Of course, you had to have an imagination, to do this. True, the set came with an instruction book for making this or that; but it was more fun to invent things that weren’t in the book. The best part was this: until you actually finished putting something together, it never looked like anything. Just a bunch of girders, big and little wheels, and screws and nuts. It all came out of your imagination, by way of your hands.

Erector sets still exist, for those who want them. You can still get old sets like mine on eBay, if you want them. I comfort myself with the thought that they wouldn’t be selling them unless someone were buying them.

Memory Lane: Play Sets

The Marx Ben-Hur play set from 1959

What did you do if you were nine years old, and you’d already been to church or Sunday school today, and your father wasn’t going to take you to the movies–oh, and it’s 1959, or so?

Throughout the 1950s, America’s toy companies met that need with play sets. You got a big box, some kind of background you could set up, and a whole bunch of little plastic figures. If you had the Ben-Hur play set, pictured above, you could set up the arena and re-enact the chariot race from the movie.

There were all kinds of play sets. I had the dinosaur set, the farm, and a Cape Canaveral set with rockets and missiles you could send flying from spring-powered launchers, and a circus set with a tin big top.

The Cape Canaveral set (“You’ll put your eye out!”)

With all of these, you had to use your imagination. So we made up stories and acted them out with the little plastic figures–dinosaurs take over the space program, the farm animals decide to run the farm themselves, and so on. Every day was different.

Not like now, when well-meaning (we are being charitable) adults spoon-feed and control everything that a child might take into his head, completely unaware that such a thing is impossible to perform and letting a lot of really dark stuff get in that ought to be kept out.

We were better off with the play sets.

Memory Lane: Golden Stamp Books

Vintage Golden Book

Hey, remember these? Golden Stamp Books, from the 1950s–one of my all-time favorite toys.

These books were a three-way delight. Each page had a short article or story for you to read, a line drawing for you to color–and, best of all, these brightly-colored stamps, pictured above, that you could paste on to the appropriate page. The one you see here, In Days of Old: The Story of the Middle Ages, was one of my favorites.

Golden Books published a whole series of these, and I had quite a few of them–stamp books on African animals, pirates, dinosaurs, and whatnot.

A kid could learn a lot from these books. They were “educational” without sacrificing any fun. Of course, you had to be able to sit quietly and contentedly for a little while, reading and coloring and pasting in stamps, and you had to be able to use your imagination: but I suppose that’s what made these so out-and-out wonderful. As you can see, I’ve never forgotten them, although it’s been going on 60 years since I’ve seen one.
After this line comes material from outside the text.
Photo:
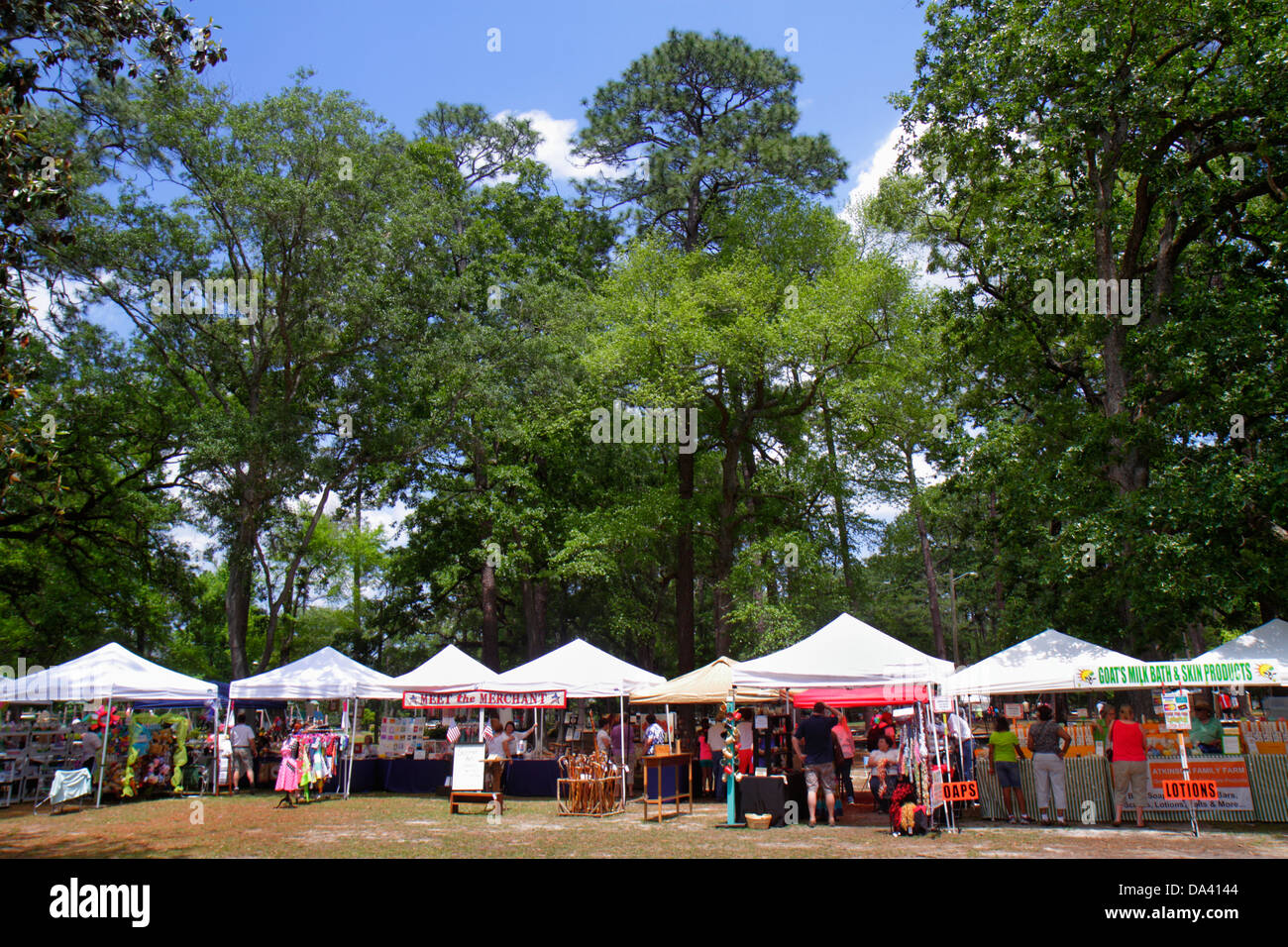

I think there’s a lot to be said for being able to sit quietly and use your imagination. And it would be a better world if more people know how to do it.

Memory Lane: Crazy Ikes

Wow! Remember this toy from the 1950s–Crazy Ikes? Snap the pieces together, and build just about anything you can imagine, including people and animals.

I have a fond memory of sitting outside on a summer day with my friend, David. He had Crazy Ikes, too, so we could pool our sets and build bigger and more complicated things. I was five years old, at most.

Keep your video games, and give me back my Crazy Ikes!